Mensagem por Huxley »

Tutu escreveu:
Ter, 14 Abril 2026 - 18:04 pm
Os exemplos são só microestados e estados pequenos multi-éticos são casos específicos.
Os exemplos citados são microestados tais como os pequenos reinos que o Kamehameha I unificou à força de forma ilegítima. Deixaram em paz Liechtenstein, Andorra e San Marino. Deviam ter feito o mesmo com os pequenos reinos do Havaí.
Tutu escreveu:
Ter, 14 Abril 2026 - 18:04 pm
Nada diferente das potências Ocidentais.
Os que os japas fizeram foi pouco perto das bombas atômicas.
"O que os japas fizeram foi pouco". É mesmo? Eles foram responsáveis pela morte de mais de 20 milhões de pessoas na 2ª Guerra Sino-Japonesa (1937-1945), já que essa foi uma guerra iniciada pelo Japão.

Somando militares e civis, o número de mortos em solo japonês antes dos bombardeios nucleares de Hiroshima e Nagasaki ultrapassou 1 milhão. Ninguém sabe quantos milhares — ou até milhões — de pessoas teriam morrido a mais se a guerra com armas convencionais tivesse se prolongado. Isso aconteceu porque os japoneses iniciaram a guerra na Ásia e aparentemente estiveram dispostos temporariamente a lutar até o último militar (sacrificando uma multidão de civis japoneses no processo), tanto que não se renderam após a detonação da primeira bomba nuclear.
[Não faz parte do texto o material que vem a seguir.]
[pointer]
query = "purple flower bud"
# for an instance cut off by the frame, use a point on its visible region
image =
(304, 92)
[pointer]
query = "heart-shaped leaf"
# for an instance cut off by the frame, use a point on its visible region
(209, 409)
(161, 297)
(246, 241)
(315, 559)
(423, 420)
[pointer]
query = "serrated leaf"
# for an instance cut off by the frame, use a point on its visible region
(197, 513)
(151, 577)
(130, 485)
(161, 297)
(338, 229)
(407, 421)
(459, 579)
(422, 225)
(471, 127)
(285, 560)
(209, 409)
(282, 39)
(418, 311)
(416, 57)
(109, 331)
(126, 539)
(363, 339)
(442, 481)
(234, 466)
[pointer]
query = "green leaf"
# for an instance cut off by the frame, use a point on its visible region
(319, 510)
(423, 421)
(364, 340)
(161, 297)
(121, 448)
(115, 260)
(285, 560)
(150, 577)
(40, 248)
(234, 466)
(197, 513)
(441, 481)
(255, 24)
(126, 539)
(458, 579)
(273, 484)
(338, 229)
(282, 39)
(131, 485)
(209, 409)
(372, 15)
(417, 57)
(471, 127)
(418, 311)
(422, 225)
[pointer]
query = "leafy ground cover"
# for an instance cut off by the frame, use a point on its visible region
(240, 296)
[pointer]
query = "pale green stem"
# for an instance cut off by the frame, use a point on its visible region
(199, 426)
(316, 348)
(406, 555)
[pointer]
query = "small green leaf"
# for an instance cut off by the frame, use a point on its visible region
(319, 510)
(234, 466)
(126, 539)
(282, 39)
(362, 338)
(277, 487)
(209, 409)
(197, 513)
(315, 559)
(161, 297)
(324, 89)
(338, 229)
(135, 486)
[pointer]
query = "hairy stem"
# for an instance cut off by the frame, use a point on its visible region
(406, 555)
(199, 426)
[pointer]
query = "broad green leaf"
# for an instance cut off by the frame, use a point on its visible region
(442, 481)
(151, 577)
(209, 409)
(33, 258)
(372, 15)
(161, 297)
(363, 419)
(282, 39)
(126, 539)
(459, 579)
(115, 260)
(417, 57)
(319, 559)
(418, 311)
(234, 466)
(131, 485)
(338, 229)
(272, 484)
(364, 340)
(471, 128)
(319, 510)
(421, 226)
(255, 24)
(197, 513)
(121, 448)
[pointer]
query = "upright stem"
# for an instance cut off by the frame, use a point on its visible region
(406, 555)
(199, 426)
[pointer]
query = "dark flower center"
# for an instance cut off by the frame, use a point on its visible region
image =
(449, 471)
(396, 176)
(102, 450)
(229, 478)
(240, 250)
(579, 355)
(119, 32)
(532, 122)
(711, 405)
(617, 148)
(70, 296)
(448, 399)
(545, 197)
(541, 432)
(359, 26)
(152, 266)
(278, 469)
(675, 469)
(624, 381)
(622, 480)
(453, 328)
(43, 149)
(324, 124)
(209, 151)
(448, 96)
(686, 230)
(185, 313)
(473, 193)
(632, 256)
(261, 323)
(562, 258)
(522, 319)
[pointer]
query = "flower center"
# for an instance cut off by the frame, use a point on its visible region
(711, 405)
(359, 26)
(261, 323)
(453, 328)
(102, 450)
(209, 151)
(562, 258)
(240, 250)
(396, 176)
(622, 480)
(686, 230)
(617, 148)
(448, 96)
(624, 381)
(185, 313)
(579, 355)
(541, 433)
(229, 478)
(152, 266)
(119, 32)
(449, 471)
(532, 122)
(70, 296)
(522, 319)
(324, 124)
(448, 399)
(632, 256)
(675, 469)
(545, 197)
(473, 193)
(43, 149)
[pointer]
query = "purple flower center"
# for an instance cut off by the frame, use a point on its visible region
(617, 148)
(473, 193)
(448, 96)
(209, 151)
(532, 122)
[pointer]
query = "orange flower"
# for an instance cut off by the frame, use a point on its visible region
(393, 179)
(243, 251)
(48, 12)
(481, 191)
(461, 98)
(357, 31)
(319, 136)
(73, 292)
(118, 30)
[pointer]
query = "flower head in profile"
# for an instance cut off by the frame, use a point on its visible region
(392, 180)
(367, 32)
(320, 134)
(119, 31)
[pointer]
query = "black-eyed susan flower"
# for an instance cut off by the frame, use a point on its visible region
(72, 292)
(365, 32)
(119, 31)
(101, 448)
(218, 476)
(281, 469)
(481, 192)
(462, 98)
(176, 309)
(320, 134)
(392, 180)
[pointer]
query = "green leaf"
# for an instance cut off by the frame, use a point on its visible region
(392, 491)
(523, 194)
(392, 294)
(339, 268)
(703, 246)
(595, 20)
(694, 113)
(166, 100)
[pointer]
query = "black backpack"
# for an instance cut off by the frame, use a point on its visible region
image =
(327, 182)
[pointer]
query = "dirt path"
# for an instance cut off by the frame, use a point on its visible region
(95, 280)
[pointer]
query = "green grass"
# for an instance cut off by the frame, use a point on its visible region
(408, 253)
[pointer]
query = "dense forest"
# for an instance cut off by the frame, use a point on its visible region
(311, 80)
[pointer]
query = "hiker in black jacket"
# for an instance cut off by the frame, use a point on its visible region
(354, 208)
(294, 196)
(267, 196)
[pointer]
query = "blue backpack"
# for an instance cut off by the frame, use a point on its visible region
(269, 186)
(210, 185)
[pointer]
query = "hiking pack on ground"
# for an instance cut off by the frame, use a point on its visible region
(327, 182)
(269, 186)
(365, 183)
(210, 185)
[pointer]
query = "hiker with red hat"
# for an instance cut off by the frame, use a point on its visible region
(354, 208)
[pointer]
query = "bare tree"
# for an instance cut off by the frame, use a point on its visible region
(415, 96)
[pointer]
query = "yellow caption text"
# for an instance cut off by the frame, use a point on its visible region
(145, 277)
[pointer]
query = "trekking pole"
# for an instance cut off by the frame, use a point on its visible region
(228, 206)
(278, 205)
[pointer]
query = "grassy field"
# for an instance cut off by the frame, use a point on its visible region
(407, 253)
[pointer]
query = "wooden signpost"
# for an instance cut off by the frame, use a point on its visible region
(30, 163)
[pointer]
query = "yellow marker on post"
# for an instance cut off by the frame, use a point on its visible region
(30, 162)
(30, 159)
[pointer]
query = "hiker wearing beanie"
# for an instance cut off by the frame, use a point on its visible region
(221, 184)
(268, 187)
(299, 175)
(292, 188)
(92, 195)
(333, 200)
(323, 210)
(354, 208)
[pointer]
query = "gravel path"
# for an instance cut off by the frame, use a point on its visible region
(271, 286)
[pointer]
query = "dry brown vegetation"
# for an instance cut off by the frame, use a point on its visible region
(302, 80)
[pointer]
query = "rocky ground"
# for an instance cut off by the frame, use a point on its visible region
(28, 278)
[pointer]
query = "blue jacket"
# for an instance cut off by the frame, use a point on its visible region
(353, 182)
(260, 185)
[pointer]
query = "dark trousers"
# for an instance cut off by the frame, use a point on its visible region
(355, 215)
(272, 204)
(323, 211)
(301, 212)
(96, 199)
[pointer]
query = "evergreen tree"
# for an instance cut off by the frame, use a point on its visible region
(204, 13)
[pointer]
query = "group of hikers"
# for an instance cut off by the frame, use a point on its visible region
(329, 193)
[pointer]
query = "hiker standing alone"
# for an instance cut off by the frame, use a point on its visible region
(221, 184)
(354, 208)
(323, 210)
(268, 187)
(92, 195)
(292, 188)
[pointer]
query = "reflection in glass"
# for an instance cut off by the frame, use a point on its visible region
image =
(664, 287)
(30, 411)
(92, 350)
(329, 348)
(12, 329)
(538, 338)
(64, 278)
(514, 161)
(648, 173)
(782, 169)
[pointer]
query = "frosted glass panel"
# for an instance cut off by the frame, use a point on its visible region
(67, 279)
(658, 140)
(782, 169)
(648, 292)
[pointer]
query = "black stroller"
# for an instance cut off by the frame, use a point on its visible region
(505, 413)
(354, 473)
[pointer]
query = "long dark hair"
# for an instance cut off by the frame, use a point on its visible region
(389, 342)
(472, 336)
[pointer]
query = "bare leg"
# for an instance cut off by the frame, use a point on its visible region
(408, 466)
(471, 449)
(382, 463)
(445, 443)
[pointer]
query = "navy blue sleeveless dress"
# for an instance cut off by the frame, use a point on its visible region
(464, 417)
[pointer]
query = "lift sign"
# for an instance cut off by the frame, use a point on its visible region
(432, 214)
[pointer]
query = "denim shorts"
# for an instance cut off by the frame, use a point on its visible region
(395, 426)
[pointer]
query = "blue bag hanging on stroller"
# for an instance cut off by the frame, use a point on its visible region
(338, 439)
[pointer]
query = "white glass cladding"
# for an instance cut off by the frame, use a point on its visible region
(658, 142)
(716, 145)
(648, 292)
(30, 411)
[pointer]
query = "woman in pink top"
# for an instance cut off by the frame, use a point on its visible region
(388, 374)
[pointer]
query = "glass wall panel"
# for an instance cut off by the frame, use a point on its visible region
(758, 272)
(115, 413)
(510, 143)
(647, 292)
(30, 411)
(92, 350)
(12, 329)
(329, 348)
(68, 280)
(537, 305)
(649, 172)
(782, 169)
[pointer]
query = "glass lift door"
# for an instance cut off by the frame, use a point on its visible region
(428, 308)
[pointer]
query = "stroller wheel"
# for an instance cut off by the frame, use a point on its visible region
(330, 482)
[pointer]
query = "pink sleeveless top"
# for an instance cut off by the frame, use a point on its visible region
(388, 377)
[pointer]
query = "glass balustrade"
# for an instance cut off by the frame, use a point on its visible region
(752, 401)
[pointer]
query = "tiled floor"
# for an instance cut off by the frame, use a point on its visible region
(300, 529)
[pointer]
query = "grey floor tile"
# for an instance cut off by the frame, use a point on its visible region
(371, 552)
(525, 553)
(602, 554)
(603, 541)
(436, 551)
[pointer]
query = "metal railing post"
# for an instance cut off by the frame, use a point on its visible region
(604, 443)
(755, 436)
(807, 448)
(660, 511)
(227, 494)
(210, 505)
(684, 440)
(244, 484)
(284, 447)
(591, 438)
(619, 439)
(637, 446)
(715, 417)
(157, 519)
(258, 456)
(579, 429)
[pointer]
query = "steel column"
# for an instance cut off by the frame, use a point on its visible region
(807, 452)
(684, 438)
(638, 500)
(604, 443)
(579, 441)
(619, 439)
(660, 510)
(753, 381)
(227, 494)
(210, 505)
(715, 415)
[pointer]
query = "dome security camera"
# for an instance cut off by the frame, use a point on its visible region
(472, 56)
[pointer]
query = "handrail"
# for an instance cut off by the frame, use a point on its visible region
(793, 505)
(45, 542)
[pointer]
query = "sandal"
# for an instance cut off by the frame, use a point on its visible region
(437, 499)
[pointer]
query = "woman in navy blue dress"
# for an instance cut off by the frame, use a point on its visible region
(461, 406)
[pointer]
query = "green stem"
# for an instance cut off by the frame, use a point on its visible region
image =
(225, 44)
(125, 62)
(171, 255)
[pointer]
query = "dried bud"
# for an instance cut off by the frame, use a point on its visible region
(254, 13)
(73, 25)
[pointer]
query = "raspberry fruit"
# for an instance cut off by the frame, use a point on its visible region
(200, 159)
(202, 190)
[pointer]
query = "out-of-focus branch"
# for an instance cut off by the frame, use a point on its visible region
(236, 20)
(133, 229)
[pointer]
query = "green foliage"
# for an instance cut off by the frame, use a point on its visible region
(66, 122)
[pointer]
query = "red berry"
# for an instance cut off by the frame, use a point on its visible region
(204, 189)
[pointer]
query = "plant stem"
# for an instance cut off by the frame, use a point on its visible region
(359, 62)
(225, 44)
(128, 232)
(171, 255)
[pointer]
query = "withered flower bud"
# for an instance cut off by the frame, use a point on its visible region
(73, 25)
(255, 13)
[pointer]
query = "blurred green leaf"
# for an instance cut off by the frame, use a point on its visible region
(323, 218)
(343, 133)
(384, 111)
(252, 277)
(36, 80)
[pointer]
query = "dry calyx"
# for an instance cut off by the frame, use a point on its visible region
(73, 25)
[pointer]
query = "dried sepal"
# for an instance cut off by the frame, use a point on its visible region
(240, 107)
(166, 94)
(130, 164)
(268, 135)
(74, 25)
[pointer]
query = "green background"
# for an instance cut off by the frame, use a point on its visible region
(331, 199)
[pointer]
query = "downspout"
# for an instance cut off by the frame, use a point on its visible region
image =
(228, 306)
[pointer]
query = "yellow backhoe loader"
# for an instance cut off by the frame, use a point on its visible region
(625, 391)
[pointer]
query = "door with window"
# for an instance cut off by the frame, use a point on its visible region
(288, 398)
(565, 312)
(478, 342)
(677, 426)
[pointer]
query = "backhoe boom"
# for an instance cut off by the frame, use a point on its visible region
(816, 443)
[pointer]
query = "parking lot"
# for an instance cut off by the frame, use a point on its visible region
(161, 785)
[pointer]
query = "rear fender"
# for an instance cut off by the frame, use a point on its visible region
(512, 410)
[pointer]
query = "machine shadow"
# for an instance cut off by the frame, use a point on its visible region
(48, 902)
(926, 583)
Ah, mas, claro, a culpa é toda dos Estados Unidos.
Tutu escreveu:
Ter, 14 Abril 2026 - 18:04 pm
Não é Estado soberano e a capital está a dezenas de milhares de quilômetros.
A língua do Havaí é inglês e não havaiano. A religião e vestimentas do povo havaiano foi perdida. A identidade havaiana, se ainda existe, é só uma dancinha boba como a dos Maoris.
Virou uma região de turismo a serviço dos americanos.
Ainda assim, diferentemente do Japão Imperial atuando em regiões próximas, foi colonização sem estupro em massa, escravidão sexual de "mulheres de conforto", morticínio e devastação econômica.